The world may have stopped in 2020 but, true to form, Gerry Beckley kept on going.
Like everyone else, Gerry Beckley has had a very strange year. For over 12 months been isolated from America, the nation he usually calls home, and also from America, the band he’s fronted since 1970.
Beckley’s wife is Australian and he’s previously split his time between Sydney and the US: “The reality is that I’ve never been anywhere in my near memory for a year straight. But you know what? I’m not really missing it,” he chuckles. “It was kinda like a forced holiday. The truth is I did 200 days of travel a year for 50 straight years, and I mean, I miss the shows, but 90 per cent of touring is sitting around and waiting and flying and all, and that I don’t miss at all.”
COVID-19 didn’t just change Beckley’s touring schedule and mailing address.

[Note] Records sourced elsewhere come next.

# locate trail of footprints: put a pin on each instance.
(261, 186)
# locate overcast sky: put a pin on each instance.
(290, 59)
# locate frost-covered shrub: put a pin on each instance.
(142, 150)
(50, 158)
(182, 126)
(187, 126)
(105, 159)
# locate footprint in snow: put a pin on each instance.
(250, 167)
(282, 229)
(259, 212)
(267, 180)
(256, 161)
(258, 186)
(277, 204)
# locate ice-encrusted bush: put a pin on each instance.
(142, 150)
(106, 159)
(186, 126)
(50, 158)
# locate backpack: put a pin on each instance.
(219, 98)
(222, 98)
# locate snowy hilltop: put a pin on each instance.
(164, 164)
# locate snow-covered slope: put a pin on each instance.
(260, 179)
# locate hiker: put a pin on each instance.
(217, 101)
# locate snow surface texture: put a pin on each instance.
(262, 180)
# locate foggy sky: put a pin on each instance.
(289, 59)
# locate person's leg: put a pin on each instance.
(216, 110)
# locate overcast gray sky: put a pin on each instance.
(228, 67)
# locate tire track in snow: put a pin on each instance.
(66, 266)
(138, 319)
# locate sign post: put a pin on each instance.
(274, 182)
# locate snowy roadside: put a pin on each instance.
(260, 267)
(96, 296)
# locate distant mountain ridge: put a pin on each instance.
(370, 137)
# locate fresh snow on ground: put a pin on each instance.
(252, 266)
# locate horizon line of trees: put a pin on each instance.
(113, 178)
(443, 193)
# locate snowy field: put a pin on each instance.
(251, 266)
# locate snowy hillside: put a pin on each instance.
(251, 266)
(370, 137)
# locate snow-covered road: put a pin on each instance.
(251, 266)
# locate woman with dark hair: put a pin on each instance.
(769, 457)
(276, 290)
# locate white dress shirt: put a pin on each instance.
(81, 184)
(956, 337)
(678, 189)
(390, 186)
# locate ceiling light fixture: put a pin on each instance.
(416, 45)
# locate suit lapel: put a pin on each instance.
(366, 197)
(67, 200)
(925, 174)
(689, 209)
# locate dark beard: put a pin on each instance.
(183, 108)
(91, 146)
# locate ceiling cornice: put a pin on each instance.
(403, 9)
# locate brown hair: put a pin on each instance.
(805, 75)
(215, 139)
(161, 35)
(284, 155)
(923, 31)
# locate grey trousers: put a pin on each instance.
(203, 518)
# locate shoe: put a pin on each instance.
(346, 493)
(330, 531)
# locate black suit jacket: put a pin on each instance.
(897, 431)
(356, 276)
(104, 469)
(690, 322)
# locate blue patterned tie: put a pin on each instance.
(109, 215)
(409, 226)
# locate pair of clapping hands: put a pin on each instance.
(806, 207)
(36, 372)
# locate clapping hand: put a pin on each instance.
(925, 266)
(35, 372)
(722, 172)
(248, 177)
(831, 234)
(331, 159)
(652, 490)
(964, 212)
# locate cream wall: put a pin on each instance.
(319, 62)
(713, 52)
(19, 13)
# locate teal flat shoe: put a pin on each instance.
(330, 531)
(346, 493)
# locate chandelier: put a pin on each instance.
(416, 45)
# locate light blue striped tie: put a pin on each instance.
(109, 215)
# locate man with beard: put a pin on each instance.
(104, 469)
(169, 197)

It also robbed him of a friend and collaborator in the late Adam Schlesinger, best known for his work in Fountains of Wayne, who died in April 2020 aged 52.
“We lost Adam there right at the start [of the pandemic] and boy, it’s not until it hits home that you really feel the gravity of it,” he says with real emotion. “I spoke to him a few weeks before when I was in New York and we had a really good chat, and then a few weeks later he told a mutual friend ‘I think I got that damn virus’. And then he was gone in ten days.”
Schlesinger and his regular studio collaborator, Smashing Pumpkins guitarist James Iha, produced America’s acclaimed 2007 album Here & Now, in recognition that there was a throughline of classic US rock from their own bands back to the harmony-rich America classics like ‘A Horse With No Name’, ‘You Can Do Magic’ and Beckey’s signature song, ‘Sister Golden Hair’.
And, as it turned out, they weren’t alone in being America fans. “All these other musicians like Ben Kweller and Ryan Adams and My Morning Jacket got in touch to collaborate, and I don’t know if they’d have made the effort if James and Adam weren’t involved. We’ve done a million records, but that one is one of my favourites.”
It’s a testament to how beloved the band actually, despite having never exactly having been… well, cool. While other platinum-selling 70s bands dissolved in legal battles, substance abuse and bitter relationship dramas, America just quietly kept on going.
Beckley and his musical partner, Dewey Bunnell, have never stopped recording and touring with America, racking up hits and filling arenas. In fact, the band’s biggest controversy was when the band’s co-founder, bassist Dan Peek quit the band in 1977 to focus on Christian rock. As stories of rock’n’roll excess go, it’s not exactly Mötley Crüe’s The Dirt.
“Well, true,” Beckley replies. “I know what you’re getting at, but it’s virtually impossible to have hit records – and for those of us who’ve had them in our career it’s almost as impossible to get cred. And honestly, I would take what we accomplished versus the other.”
Beckley’s also carried out a parallel solo career, showcased on the new compilation Keeping The Light On: The Best Of Gerry Beckley.
Watch the official lyric video for ‘Life Lessons’ by Gerry Beckley
“Well, I got a lot of songs,” he chuckles. “I’m a pretty prolific guy. And I’d like think that as scattershot as [the songs on the album] might appear, with acoustic songs and rock songs and soundtrack-sorta stuff, the common denominator is me. It’s my voice and my chords, and that’s enough of a rudder to steer the whole thing.”
When it comes to selecting what’s an America song and what’s a solo number, “The ears I trust the most, of course, are Dewey’s. So when we do an album I’ll dump a huge pile of songs on him and go ‘OK, have at it!’,” he laughs.
“And obviously I have opinions on what makes an America song, like ‘I think this one is perfect for two part harmony’ or something. But I really think that America’s strength is to avoid at all costs ‘here’s a Gerry song, here’s a Dewey song, back and forth’. When we can blur those lines I think we make the best album we can deliver.”
Mind you, for a deeply prolific dude Beckley also knows when to reign it in.
“I got a notification on Spotify recently. You know: ‘one of your favourite artists has a new release’, and so I click on the new Sufjan Stevens. And if you haven’t looked at him in four months you’d be amazed, you go on there and there’s suddenly twelve new albums,” he laughs. “Seriously, there is a guy that oughta take a holiday.”